Experimental study on the anisotropy of the effective stress coefficient of sandstone under true triaxial stress

Abstract

The effective stress principle plays an important role in the study of the permeability evolution and mechanical behavior of coal and rocks. A key to evaluating the effective stress is determining the evolution of the effective stress coefficient α. However, conventional triaxial stress-path tests are not suitable for reproducing the actual stress state of coal and rocks and thus determining the effective stress coefficient. Therefore, this study was conducted to investigate the anisotropic characteristics of the effective stress coefficient for sandstone under different true triaxial stress and pore pressure conditions. The results show that the effective stress coefficient exhibits anisotropy due to the different principal strains in three directions and the anisotropy of pore structure, and it is closely linked with the pore pressure and principal stress. An increase in pore pressure causes sandstone particles that block the seepage channel to migrate, which reduces the sensitivity of permeability to principal stress, increasing the effective stress coefficient.

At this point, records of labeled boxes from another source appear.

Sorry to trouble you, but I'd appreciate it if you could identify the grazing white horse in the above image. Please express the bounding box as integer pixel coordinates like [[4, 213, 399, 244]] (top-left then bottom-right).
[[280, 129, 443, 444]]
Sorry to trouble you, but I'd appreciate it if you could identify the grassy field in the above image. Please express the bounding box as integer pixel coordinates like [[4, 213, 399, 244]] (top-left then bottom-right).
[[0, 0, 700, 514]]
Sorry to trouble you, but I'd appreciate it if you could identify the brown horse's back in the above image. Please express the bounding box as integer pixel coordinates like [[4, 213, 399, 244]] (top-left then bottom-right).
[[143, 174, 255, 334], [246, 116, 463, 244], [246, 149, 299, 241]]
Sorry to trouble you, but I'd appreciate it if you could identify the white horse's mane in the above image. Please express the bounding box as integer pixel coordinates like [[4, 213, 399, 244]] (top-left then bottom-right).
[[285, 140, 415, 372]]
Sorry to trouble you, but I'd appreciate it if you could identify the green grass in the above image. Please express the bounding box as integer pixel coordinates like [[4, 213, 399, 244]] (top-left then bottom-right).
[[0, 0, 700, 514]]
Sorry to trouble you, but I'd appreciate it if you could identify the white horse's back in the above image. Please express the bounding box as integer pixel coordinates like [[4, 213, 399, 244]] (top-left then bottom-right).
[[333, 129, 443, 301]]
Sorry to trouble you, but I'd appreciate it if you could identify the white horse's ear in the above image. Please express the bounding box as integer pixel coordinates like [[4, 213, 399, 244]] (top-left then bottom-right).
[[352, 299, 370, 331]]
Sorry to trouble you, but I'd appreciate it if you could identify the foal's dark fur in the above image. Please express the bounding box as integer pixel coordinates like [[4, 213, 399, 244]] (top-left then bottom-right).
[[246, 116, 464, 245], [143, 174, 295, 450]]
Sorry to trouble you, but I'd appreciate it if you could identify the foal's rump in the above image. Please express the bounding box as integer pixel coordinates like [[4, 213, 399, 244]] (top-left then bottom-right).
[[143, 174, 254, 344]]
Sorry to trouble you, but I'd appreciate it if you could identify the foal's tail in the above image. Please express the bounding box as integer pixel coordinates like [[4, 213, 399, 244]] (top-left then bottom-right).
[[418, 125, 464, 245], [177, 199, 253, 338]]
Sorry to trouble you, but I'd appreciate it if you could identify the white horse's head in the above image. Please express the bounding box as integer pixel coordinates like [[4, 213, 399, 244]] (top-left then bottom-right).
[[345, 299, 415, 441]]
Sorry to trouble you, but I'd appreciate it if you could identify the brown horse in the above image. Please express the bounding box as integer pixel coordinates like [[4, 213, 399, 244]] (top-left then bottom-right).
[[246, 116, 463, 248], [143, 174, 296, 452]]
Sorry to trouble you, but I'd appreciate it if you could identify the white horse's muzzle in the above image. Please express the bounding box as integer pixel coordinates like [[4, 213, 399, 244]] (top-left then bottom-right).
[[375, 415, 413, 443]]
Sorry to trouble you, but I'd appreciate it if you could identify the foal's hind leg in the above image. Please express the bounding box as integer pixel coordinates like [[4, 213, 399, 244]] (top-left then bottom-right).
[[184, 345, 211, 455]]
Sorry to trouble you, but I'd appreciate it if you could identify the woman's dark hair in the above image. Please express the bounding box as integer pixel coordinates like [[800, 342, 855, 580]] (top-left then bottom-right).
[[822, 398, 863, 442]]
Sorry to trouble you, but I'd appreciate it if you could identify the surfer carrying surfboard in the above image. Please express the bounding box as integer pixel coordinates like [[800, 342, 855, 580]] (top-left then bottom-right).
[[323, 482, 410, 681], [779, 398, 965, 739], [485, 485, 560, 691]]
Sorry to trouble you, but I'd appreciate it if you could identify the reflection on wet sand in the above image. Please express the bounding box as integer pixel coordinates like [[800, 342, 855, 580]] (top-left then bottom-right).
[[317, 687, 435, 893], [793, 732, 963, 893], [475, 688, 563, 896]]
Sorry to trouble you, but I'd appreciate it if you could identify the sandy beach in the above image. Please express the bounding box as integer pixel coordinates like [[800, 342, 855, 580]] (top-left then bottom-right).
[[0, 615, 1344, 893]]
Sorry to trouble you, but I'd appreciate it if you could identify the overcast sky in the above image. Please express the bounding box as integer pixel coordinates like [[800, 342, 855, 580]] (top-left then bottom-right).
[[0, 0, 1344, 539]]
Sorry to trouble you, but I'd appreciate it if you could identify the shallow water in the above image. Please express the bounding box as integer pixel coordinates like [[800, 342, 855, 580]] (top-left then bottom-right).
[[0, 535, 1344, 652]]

When principal stress increases, pores and fractures are compressed, which reduces the sensitivity of permeability to pore pressure, resulting in a decrease in α. However, as principal stress continues to increase, effective stress coefficients can increase in the directions of major and intermediate principal stresses, while an α3 beyond unity appears in the direction of minor principal stress. This is related to the pore fluid flowing through highly compressible clay aggregates, in which the pore area is large, and the sensitivity of permeability to pore pressure is enhanced. The effective stress coefficient increases with an increase in permeability due to the effect of porosity. A new formula for calculating the volumetric strain of a linear elastic isotropic porous medium is established based on the anisotropy of the effective stress coefficient, which can be applied to experimental results.